Farmville: The Paper Prototype De-Make

Today at the NYU Game Center was the second day of Marc Leblanc’s “Mechanics-Dynamics-Aesthetics” Game Design Workshop. One exercise, was to take a videogame (from a fairly randomly selected list) and distill it into a paper prototype that captured it’s essence and core mechanics as well as possible. I, along with Nicole Leffel, Lance Vikaros, Tim Szetala, and Haitham Ennasr chose to work with Farmville. We never quite got it to that perfect state, but it still managed to capture the soul of the game fairly well in the short period we worked on it, and I think it’s worth sharing just for that.
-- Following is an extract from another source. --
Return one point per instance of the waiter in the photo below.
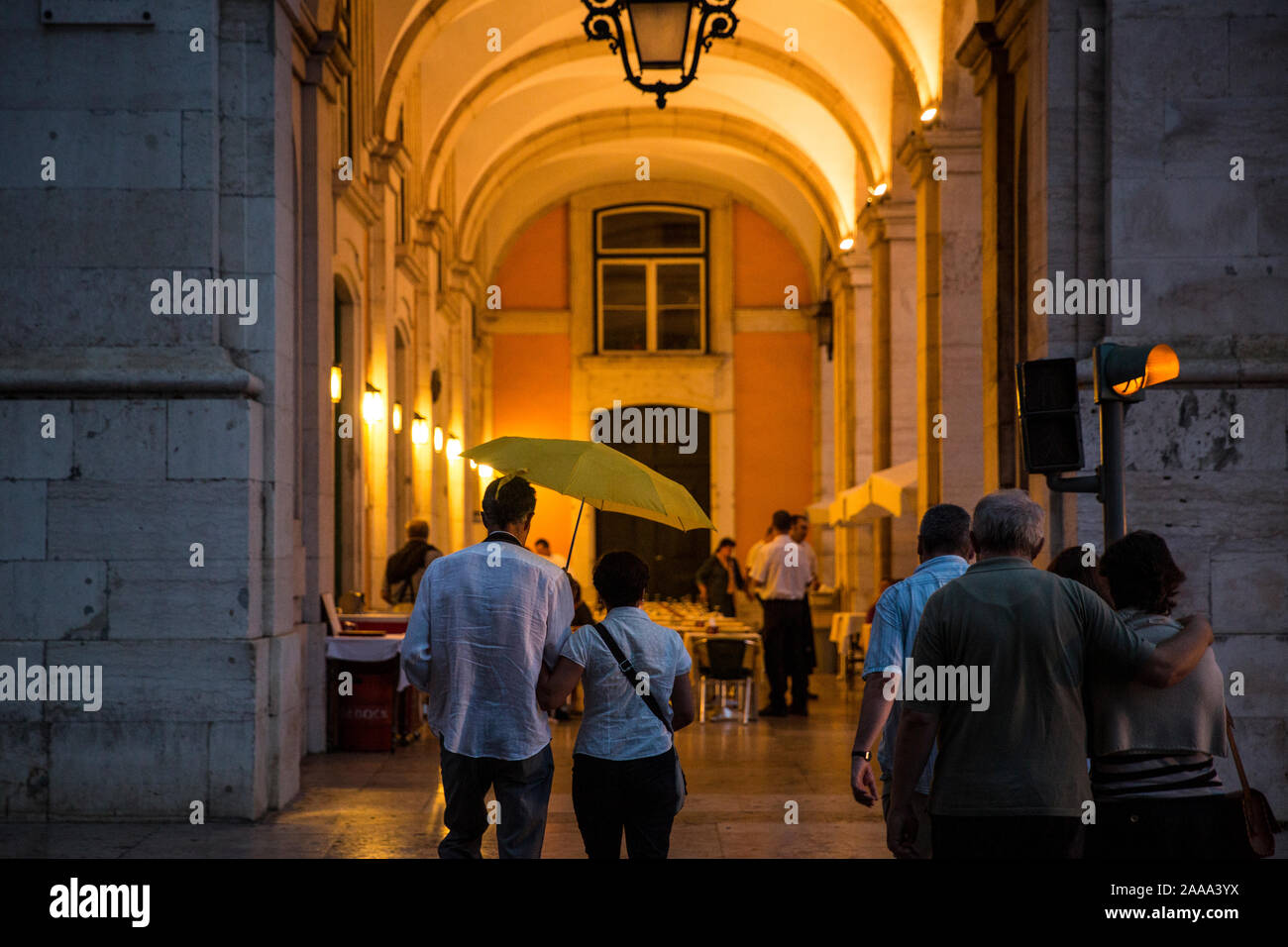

Welcome to Paper Farmville!

Generally, this is how it worked: In the middle of the table are 5 types of crops laid out, costing incrementally form 2-6$. They also each came with a different colored square of index card you took upon purchasing one. Each player sat around the table with a 6-sided die in front of them set to 1 at the start. The number on the die representing how many dollars they have. On a player’s turn, which rotated around the circle, they could advance their die by 1, or spend the number shown on their die to harvest crops. They also had to advance one other player’s die by 1. So say I’m going first, I advance my die from 1 to 2 (since no crops can be purchased for 1) and advance my neighbor’s die to 2. So now its my neighbor’s turn, his or her die is already at 2, so instead of incrementing it yet again, they choose to buy grapes for 2: resetting their die to 1 and taking a blue square representing some grapes.

It was important for the players to be able to see all the glamorous colors of plants they could buy if they saved up long enough.